Pour le 21e jour consécutif, les cinq millions d'habitants de Khartoum, la capitale soudanaise, ont été réveillés par des frappes aériennes et des tirs de mitrailleuse, ont raconté des témoins à l'AFP. D'autres citoyens du pays ont rapporté jeudi des combats à El-Obeid, à 300 km au sud de la capitale.
Les combats entre l'armée, sous le commandement du général Abdel Fattah al-Burhane, et les Forces de soutien rapide (FSR) du général Mohamed Hamdane Daglo, ont fait depuis le 15 avril environ 700 morts, selon l'ONG ACLED qui recense les victimes de conflits.
Beaucoup d'enfants parmi les victimes
Les Nations unies ont alerté sur le nombre "effroyablement" important d'enfants victimes de la guerre au Soudan, faisant état d'informations locales selon lesquelles sept d'entre eux seraient tués ou blessés chaque heure dans le conflit qui déchire le pays.
"Ainsi que nous l'avions craint et prévu, la situation au Soudan est devenue fatale à un nombre effroyablement important d'enfants", a déclaré un porte-parole de l'agence onusienne de l'Unicef, James Elder, devant la presse à Genève.
Selon lui, l'agence a reçu des informations d'établissements de santé de Khartoum et de la région du Darfour selon lesquelles 190 enfants auraient été tués et 1700 autres blessés dans les onze premiers jours du conflit, qui a débuté le 15 avril. Ces estimations n'ont pas encore pu être vérifiées de manière indépendante par l'ONU.
Ce chiffre ne recenserait toutefois que les enfants ayant été pris en charge dans un de ces établissements, a souligné le porte-parole, ajoutant: "La réalité pourrait être bien plus grave".
Joe Biden veut la paix
Le président américain Joe Biden a haussé le ton, jeudi: "la tragédie (...) doit cesser", a-t-il plaidé, en agitant la menace de sanctions contre "les individus qui menacent la paix", sans toutefois nommer personne.

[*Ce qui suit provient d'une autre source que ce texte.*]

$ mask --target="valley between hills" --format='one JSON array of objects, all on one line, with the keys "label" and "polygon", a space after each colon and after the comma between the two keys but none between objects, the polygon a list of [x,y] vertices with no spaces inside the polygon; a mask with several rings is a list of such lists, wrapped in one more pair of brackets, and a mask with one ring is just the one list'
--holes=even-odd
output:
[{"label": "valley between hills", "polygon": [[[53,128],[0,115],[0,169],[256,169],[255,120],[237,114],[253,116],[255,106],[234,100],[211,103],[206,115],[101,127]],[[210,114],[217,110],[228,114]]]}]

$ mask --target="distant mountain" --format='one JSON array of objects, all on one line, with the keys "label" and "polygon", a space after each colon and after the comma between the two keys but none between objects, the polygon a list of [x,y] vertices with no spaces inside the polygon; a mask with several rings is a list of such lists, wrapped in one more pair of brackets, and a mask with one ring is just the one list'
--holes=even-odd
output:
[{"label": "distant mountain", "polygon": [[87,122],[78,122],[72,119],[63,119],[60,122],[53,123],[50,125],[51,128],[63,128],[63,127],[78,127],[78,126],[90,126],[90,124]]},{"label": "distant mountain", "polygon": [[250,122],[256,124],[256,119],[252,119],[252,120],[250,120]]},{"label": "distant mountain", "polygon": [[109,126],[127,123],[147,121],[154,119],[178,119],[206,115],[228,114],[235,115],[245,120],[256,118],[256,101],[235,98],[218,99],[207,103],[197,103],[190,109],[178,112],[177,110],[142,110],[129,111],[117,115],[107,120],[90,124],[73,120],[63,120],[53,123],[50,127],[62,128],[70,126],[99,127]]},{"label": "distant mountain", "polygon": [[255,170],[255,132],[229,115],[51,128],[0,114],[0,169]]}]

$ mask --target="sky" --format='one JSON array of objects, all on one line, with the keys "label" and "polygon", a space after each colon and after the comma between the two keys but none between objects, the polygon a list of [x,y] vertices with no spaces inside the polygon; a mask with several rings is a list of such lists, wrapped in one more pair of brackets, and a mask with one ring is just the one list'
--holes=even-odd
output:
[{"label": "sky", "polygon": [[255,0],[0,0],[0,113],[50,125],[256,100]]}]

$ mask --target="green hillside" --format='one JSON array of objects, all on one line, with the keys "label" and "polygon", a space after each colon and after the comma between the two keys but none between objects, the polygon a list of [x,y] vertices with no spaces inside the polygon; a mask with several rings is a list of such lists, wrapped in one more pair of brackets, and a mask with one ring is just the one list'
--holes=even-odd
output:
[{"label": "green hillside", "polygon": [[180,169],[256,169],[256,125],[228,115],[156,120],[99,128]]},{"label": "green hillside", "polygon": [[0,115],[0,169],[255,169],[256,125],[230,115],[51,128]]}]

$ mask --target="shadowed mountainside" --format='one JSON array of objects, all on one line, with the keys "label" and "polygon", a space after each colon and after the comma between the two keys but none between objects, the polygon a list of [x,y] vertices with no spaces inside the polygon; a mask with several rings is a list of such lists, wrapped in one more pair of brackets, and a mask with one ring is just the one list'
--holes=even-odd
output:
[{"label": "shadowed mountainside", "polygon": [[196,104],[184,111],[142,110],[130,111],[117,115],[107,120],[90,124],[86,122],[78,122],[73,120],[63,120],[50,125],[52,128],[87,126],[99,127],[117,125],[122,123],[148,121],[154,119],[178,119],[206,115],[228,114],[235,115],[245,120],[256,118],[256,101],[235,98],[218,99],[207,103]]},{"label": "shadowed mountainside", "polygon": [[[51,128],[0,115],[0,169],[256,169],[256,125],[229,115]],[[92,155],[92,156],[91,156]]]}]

Le pays de 45 millions d'habitants n'est sorti qu'en 2020 de deux décennies de sanctions américaines imposées à la dictature militaro-islamiste du général Omar el-Béchir, renversé par l'armée sous la pression de la rue en 2019.
Besoin d'argent
"A chaque minute de guerre en plus, des gens meurent ou sont jetés dans les rues, la société se désagrège et l'Etat se décompose", déplore de son côté Khalid Omar Youssef, ancien ministre civil limogé lors du putsch.
En trois semaines, les combats ont fait quelque 700 victimes, plus de 5000 blessés, déplacés au moins 335'000 personnes et ont poussé 115'000 autres à l'exil, selon l'ONU, qui réclame 395 millions de francs suisses pour aider le pays, l'un des plus pauvres au monde.
L'ONU estime que 860'000 personnes, des Soudanais mais également de nombreux Sud-Soudanais retournant dans leur pays, pourraient traverser les frontières ces prochains mois. Le patron de l'ONU Antonio Guterres a jugé "absolument essentiel" que la crise ne déborde pas des frontières.
Pourparlers tous azimuts
Alors que les canaux diplomatiques se multiplient en Afrique et au Moyen-Orient, l'armée a plaidé pour "des solutions africaines aux problèmes du continent", tout en saluant la médiation américano-saoudienne. L'émissaire du général Burhane était jeudi à Addis Abeba (Ethiopie). Le Caire a annoncé avoir eu au téléphone les deux généraux rivaux.
Dimanche, les ministres arabes des affaires étrangères se réuniront autour du "dossier soudanais", dans lequel ils soutiennent des camps différents.
L'armée s'est engagée à "nommer un émissaire pour négocier une trêve." Les FSR, eux, disent avoir accepté trois jours de trêve --et non une semaine--, et parlent avec plusieurs pays et organisations.
furr avec afp/ats
Réunion du Conseil des droits de l'homme
Le Conseil des droits de l'homme de l'ONU se réunira en session spéciale jeudi prochain sur la crise au Soudan. Une demande a été lancée vendredi soir par quatre Etats, soutenus par plus de 50 autres pays dont la Suisse, a affirmé le Haut-Commissariat aux droits de l'homme.
Au moins un tiers des 47 membres de l'instance doivent appuyer une requête pour qu'elle soit validée. Cette réunion sera la 36e session spéciale du Conseil des droits de l'homme.